Last night we picked up the guest speaker for our banquet, Dan Juster, with a group of special friends and went to a restaurant near Dan’s hotel. We celebrated my birthday a day late. Wayne read that Coal Vine’s had received great reviews, so we tried it.
I really liked the place. It is an upscale, yet relaxed, gourmet pizza bar. They have much more than pizza–salmon, crab cakes, talapia, and a variety of pastas. The ambiance drew us in immediately, brick walls lined with wooden shelves to the ceiling, small intimate tables, bar, and a great outdoor patio. Decorating is about lighting like all great artistic expression. The lighting made the room glow with warmth. On one wall hung a larger-than-life painting of Frank Sinatra as a handsome young man. The light that shone on his face made him look almost angelic.
I asked Dan to notice the painting. He was involved in a deep discussion about theology or something, but he paused and took a quick glance. Then he quipped, “Was that before or after Sinatra’s involvement with the mafia?” Everyone laughed. But I concentrated on the painting.

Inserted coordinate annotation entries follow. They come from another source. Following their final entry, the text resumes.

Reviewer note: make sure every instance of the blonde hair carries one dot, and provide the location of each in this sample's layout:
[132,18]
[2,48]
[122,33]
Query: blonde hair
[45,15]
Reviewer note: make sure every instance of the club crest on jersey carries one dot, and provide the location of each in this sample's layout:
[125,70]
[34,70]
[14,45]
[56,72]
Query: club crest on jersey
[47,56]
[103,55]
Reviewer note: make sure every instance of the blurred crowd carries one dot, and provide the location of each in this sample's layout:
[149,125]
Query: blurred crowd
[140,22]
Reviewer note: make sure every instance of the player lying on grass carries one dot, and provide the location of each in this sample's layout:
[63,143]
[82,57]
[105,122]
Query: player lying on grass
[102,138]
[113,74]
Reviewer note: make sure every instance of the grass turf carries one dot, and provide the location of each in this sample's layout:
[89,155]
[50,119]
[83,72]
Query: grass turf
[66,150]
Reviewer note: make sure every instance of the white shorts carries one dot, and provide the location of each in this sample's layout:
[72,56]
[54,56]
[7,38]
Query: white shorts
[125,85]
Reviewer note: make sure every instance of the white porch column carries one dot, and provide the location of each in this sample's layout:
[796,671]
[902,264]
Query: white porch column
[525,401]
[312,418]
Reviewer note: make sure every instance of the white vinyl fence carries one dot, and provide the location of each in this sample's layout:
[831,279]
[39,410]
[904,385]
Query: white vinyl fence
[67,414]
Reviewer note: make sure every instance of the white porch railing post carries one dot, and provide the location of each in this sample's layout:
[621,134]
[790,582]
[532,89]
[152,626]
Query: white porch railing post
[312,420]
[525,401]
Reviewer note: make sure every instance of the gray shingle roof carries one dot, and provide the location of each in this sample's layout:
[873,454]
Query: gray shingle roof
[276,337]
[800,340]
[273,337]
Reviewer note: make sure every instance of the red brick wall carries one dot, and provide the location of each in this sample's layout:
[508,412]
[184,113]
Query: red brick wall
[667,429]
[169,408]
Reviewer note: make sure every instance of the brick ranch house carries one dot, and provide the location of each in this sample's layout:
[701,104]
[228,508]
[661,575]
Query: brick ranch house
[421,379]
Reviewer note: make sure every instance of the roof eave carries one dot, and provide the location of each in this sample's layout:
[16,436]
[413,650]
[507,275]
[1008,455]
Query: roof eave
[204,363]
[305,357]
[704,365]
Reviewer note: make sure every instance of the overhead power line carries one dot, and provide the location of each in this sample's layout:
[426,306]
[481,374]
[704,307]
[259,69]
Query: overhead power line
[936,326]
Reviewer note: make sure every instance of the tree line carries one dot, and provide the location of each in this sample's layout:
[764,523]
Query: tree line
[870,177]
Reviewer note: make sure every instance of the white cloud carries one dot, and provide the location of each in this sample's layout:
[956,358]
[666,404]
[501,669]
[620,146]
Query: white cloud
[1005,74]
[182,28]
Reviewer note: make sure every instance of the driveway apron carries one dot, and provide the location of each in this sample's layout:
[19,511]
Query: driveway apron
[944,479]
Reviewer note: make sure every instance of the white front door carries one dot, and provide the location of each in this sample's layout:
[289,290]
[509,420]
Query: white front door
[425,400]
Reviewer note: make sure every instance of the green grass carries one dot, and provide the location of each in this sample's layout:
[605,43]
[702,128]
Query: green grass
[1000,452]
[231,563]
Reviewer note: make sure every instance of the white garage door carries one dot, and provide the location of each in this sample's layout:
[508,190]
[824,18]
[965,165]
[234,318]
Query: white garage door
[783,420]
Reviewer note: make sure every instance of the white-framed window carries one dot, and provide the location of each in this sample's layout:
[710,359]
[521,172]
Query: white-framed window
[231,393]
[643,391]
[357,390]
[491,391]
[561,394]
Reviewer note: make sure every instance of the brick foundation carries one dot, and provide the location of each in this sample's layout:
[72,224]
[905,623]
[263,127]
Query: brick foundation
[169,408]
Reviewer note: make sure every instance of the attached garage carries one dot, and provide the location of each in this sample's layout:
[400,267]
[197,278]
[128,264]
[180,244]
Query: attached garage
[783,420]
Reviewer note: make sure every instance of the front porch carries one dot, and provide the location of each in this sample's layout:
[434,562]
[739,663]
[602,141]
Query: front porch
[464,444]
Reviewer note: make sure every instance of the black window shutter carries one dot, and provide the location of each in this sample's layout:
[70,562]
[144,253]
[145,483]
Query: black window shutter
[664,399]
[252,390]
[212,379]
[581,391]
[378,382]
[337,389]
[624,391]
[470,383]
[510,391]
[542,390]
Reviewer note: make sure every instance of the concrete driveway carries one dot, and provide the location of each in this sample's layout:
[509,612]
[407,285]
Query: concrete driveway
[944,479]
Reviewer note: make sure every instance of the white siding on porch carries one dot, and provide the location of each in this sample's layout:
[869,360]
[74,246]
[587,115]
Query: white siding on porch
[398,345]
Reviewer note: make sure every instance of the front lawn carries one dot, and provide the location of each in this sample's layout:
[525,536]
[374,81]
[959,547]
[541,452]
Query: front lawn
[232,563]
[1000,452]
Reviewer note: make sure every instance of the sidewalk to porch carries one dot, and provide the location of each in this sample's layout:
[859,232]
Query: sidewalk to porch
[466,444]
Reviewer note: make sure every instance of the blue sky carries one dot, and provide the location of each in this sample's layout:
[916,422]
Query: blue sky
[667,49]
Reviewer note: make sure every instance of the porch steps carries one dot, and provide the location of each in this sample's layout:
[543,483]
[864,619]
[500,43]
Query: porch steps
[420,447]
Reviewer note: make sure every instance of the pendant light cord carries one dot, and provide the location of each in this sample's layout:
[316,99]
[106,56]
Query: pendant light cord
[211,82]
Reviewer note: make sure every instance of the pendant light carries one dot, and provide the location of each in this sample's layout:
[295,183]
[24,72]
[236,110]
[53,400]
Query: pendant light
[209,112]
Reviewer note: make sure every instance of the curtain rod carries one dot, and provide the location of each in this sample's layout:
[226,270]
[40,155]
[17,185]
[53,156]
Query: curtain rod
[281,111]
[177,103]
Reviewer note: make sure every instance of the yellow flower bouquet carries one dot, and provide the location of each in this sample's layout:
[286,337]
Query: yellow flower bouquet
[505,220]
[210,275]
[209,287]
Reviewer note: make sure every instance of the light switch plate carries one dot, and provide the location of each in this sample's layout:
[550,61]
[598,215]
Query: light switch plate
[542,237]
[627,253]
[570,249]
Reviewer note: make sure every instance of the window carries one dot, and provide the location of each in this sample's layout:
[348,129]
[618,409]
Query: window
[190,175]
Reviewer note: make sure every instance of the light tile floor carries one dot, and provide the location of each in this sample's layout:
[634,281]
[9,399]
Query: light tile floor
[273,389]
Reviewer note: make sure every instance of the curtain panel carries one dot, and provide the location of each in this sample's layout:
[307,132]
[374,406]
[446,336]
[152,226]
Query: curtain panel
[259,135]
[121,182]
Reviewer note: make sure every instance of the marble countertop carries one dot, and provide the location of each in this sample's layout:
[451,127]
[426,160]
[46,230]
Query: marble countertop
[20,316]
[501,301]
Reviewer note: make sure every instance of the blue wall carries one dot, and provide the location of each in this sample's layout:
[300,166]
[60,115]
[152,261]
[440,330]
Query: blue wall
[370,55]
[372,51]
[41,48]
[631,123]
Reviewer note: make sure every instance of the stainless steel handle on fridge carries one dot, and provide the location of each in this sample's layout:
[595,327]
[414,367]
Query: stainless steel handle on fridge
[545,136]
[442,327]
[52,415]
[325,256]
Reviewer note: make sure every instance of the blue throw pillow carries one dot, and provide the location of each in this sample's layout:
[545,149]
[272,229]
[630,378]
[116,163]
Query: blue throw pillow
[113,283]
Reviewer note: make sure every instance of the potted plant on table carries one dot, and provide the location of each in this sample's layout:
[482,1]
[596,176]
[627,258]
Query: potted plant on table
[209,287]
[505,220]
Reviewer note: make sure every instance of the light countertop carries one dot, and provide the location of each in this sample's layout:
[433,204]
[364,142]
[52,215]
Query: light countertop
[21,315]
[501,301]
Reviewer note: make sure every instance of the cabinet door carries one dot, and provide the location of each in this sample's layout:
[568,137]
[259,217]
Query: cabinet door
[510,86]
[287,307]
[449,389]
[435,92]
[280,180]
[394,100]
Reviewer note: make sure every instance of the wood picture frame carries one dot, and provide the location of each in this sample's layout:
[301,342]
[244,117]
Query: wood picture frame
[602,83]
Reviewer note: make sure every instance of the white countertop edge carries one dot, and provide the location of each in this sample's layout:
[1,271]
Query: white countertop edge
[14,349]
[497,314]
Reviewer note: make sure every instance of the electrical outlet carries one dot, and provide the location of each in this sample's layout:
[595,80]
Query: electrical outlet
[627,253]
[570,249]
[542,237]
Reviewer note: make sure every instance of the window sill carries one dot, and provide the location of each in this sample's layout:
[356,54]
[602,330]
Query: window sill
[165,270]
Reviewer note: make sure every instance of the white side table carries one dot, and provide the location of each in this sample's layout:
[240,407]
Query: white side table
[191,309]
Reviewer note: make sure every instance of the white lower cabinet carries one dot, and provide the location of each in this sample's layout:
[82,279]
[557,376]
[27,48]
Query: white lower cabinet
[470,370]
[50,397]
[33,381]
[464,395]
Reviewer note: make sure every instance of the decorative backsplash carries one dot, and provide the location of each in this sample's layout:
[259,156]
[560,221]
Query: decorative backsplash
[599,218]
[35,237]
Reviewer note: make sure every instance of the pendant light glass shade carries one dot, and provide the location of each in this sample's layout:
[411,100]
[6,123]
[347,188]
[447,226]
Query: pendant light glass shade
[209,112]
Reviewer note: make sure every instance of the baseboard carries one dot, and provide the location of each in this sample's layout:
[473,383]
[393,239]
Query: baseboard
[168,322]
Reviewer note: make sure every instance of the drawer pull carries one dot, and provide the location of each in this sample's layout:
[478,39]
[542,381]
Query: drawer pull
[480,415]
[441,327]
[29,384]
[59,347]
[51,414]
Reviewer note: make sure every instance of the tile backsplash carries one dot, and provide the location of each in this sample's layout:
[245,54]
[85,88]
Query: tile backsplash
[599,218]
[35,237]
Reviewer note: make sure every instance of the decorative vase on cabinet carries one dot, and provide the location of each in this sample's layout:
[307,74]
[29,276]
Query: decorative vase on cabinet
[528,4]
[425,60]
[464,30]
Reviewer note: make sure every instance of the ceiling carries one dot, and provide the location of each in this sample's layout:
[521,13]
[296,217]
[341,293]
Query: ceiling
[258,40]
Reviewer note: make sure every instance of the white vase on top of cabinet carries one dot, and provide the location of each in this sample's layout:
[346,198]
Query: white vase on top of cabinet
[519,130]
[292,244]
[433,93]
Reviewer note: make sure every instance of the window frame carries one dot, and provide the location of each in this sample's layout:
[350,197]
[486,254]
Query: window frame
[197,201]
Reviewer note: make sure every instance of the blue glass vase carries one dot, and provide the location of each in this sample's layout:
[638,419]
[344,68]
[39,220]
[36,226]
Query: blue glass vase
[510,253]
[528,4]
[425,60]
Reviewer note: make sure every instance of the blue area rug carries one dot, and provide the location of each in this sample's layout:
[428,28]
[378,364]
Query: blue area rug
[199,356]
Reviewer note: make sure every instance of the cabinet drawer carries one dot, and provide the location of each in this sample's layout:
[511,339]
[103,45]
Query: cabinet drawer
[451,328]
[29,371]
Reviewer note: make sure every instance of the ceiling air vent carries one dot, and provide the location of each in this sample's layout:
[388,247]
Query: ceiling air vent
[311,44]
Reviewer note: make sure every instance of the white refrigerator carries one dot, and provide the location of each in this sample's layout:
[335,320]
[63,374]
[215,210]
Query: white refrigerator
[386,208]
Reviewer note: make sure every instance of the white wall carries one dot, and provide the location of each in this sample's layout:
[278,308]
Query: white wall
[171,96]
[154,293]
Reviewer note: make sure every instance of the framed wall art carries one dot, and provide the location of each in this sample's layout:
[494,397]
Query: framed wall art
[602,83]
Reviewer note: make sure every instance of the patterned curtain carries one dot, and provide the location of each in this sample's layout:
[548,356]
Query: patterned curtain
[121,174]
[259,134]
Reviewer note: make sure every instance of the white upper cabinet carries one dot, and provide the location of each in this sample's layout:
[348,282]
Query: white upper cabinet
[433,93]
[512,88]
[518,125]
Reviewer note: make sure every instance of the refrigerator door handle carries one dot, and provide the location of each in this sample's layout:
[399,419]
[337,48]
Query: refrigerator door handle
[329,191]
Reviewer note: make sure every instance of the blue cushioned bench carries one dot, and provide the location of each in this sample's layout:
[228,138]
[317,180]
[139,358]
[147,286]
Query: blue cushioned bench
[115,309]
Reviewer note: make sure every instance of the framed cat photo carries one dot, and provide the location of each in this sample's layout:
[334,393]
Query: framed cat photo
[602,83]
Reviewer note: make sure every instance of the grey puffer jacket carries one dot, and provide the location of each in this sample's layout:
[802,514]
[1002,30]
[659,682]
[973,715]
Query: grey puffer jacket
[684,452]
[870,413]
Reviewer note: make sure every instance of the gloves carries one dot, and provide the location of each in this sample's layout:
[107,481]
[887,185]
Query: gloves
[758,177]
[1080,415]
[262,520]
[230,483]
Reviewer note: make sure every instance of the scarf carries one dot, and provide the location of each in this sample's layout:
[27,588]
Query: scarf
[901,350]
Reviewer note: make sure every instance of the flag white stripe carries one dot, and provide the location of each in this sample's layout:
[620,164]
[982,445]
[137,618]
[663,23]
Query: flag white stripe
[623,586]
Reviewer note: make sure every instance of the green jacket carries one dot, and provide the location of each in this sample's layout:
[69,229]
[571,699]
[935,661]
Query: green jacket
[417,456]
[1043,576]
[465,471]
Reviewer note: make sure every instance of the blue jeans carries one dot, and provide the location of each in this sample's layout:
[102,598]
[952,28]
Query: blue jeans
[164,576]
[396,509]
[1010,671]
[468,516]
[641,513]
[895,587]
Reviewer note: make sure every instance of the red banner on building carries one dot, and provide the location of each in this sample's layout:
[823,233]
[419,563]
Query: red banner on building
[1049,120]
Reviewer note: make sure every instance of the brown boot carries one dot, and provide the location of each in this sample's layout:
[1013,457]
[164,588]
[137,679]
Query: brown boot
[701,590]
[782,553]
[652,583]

I pondered what it would be like to be so famous that some small city restaurant could hang my picture on the wall and everyone entering would recognize me, not only recognize but apparently be happy that my portrait was part of the decor.
It made me think of the reasons Frank Sintra is beloved in our culture. As an entertainer, he sang songs that made us feel good about life, about ourselves. He made us escape for a few minutes from the cold reality of where we live. For that we paid him boat loads of money, and he will be immortalized in our minds and hearts forever.
As Americans we worship the people that allow us to escape: athletes and entertainers. We pay them more than doctors that heal our bodies, or psychiatrists that heal our minds, or teachers that educate us, or preachers that soothe our spirits, or politicians who (are supposed to) guide our country.
We want to be like those who entertain us. We vicariously enjoy their lifestyles–ease, fame, money, amenities.
Then the thought occurred to me what the reaction would be in the Coal Vine restaurant if some of my heroes’ portraits hung on the wall instead of Frank Sinatra. People like Billy Graham and the whole Graham family or Elisabeth Elliot or Helen Rosevere or even Mother Theresa. These people contributed and are still contributing to the well being of humankind in temporal and eternal ways. These are a fraction of the real heroes of America and the world.
I wondered what would happen if in the middle of the night I slipped into Coal Vine’s and replaced the Frank Sinatra portrait with a painting of Billy Graham. How would the patrons react the next day or the day after that? Would they mock the restaurant owner for being so hokey as to have a picture of Billy Graham on the wall? Would they laugh and call him a “goodie two shoes?”
Would they ask that it be taken down?
Well, it seems to me that if it is “escape” that we seek, Billy Graham fits the criteria well. He has dedicated his life to teaching the world the art of escape: “for the wages of sin is death, but the (escape) gift of God is eternal life.”
“Believe on the Name of the Lord Jesus Christ and you shall be save.”